While there are other aspects to the plan, what got our attention was the idea to get public volunteer groups and church groups involved in improving security in county neighborhoods. He said the plan doesn’t call for creation of neighborhood watches, which are in place anyway, but could involve expansion of what they do.
“It’ s a little bit of a different twist on neighborhood watches,” Stead said.
That’s a good idea. People want to live in safe neighborhoods. We are sure there will be many people willing to help law enforcement crack down on crime.
JEERS – To a lack of common sense. Gov. Andrew Cuomo signed a law recently that prohibits direct contact between members of the public and big cats at traveling animal shows and fairs. Animal exhibitors would face fines for each violation.
The legislation coincidentally arrives at a time when so-called tiger selfies have become popular profile photos on online dating sites, with users looking to stand out by posting a photo of themselves with the dangerous predators.
The law should not be necessary; common sense should keep people from getting so close to tigers, lions and other big cats.
CHEERS – To a needed push. U.S. Sen. Charles Schumer visited the former Tryon Juvenile Detention Center – which is now eyed as a site for a technology park and business incubator – on Thursday.

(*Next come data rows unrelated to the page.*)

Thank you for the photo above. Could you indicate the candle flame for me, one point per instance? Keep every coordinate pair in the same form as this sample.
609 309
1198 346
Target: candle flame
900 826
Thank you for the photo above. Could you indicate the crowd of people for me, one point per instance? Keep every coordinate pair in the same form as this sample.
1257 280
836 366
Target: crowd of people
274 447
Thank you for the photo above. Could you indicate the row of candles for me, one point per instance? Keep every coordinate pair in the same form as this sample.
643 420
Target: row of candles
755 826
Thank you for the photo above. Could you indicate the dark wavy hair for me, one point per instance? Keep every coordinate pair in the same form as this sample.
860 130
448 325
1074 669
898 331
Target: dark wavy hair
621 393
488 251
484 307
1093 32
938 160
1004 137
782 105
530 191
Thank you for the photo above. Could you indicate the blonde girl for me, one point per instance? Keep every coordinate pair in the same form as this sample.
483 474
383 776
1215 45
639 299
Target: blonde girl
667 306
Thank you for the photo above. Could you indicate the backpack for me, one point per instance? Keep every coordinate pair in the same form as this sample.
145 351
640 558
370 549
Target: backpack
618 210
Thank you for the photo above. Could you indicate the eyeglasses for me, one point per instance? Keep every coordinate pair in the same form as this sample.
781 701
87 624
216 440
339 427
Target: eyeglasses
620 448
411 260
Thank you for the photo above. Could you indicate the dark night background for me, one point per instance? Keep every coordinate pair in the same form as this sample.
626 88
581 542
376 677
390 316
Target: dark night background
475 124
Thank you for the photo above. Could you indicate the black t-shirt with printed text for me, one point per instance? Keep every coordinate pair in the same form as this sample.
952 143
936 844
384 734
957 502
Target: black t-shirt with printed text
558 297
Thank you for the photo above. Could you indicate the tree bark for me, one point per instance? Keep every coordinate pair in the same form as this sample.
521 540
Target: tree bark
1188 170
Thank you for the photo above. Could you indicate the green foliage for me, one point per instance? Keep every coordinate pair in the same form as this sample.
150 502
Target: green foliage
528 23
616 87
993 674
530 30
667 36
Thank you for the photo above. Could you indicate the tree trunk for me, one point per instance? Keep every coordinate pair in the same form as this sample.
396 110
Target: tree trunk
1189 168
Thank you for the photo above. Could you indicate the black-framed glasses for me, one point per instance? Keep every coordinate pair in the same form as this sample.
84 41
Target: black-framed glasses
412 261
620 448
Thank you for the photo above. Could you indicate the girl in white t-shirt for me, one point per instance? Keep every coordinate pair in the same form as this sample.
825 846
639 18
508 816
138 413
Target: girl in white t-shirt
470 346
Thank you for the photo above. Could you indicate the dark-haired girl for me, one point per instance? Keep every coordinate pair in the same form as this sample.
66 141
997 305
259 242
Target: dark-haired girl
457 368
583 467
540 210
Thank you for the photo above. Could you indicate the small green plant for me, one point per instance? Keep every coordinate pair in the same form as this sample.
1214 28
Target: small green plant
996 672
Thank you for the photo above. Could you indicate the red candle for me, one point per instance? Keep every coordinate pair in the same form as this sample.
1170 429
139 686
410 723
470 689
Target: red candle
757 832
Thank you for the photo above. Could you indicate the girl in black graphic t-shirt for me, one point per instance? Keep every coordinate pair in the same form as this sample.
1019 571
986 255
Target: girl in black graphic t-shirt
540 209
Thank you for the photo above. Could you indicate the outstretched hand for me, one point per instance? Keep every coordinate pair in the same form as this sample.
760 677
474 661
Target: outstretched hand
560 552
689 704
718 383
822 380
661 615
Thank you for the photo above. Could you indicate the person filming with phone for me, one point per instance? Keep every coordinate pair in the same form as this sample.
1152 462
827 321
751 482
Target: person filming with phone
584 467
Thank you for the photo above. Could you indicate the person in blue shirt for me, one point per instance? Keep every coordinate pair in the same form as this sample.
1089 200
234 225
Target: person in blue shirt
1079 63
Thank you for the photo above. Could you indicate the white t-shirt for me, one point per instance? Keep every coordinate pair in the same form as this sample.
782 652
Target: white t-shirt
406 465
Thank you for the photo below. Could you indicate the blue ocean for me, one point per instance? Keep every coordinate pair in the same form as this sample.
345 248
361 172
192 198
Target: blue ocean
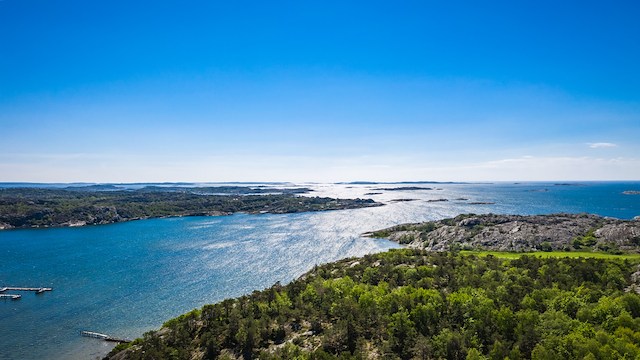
128 278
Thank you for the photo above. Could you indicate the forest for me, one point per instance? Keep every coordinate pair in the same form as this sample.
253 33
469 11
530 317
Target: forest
416 304
40 207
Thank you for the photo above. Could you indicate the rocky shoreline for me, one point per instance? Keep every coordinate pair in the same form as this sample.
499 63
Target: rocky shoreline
44 208
520 233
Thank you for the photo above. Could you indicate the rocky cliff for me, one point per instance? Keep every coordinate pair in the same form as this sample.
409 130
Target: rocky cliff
571 232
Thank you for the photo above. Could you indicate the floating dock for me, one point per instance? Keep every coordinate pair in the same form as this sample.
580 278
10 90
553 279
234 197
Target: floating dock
39 290
36 290
104 337
10 296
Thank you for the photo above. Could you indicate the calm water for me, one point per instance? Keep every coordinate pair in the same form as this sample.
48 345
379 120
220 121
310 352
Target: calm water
125 279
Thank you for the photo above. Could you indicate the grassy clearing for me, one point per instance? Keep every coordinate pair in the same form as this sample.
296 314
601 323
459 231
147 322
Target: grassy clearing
554 254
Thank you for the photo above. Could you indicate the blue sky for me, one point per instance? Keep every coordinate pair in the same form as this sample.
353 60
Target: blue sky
319 91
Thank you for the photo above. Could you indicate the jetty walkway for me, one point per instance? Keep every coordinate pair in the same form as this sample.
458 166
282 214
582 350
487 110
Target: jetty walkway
14 288
10 296
104 337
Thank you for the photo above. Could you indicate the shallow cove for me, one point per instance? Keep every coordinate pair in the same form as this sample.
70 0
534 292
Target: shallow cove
125 279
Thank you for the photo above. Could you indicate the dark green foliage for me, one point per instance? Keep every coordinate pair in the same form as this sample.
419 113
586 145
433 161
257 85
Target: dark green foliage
35 207
407 304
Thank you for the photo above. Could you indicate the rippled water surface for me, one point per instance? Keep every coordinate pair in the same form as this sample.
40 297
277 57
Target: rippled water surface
125 279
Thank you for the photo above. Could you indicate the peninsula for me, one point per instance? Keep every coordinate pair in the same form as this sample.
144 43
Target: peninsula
520 233
78 206
418 304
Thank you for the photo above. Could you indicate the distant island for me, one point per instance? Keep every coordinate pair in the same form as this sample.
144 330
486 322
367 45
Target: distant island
521 233
403 188
106 204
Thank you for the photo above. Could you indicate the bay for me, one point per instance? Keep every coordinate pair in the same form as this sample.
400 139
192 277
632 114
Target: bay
128 278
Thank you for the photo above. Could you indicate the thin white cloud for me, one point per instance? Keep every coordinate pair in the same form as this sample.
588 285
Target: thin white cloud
602 145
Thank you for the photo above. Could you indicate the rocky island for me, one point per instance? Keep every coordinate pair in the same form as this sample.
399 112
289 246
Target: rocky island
46 207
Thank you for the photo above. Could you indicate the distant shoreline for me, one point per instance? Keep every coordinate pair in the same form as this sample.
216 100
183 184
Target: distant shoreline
36 208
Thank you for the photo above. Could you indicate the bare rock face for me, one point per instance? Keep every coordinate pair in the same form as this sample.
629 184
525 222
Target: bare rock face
520 233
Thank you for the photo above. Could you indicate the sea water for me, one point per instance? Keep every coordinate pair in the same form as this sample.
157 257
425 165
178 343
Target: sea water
125 279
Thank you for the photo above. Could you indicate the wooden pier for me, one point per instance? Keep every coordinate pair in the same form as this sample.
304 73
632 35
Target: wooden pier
104 337
10 296
13 288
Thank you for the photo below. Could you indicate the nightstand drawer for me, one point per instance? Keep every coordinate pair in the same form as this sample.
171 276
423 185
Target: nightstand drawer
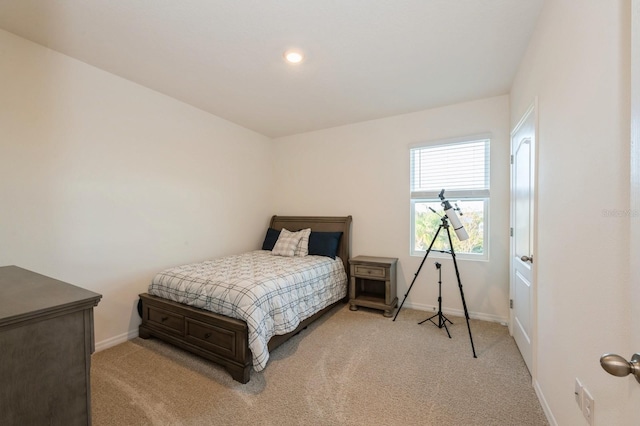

The senator is urging the Northern Border Regional Commission to provide federal funding to help turn the central building on the Tryon campus into a business training center run by Fulton-Montgomery Community College.
The funds would help complete a series of renovations that would convert the building into lab and classroom spaces for a new trades program.
Helping the program would not just aid one project, but encourage more start-up businesses and jobs to come to consider the site. A thriving technology park at Tryon would be a major economic boost for the entire region, well worth the funds from the group.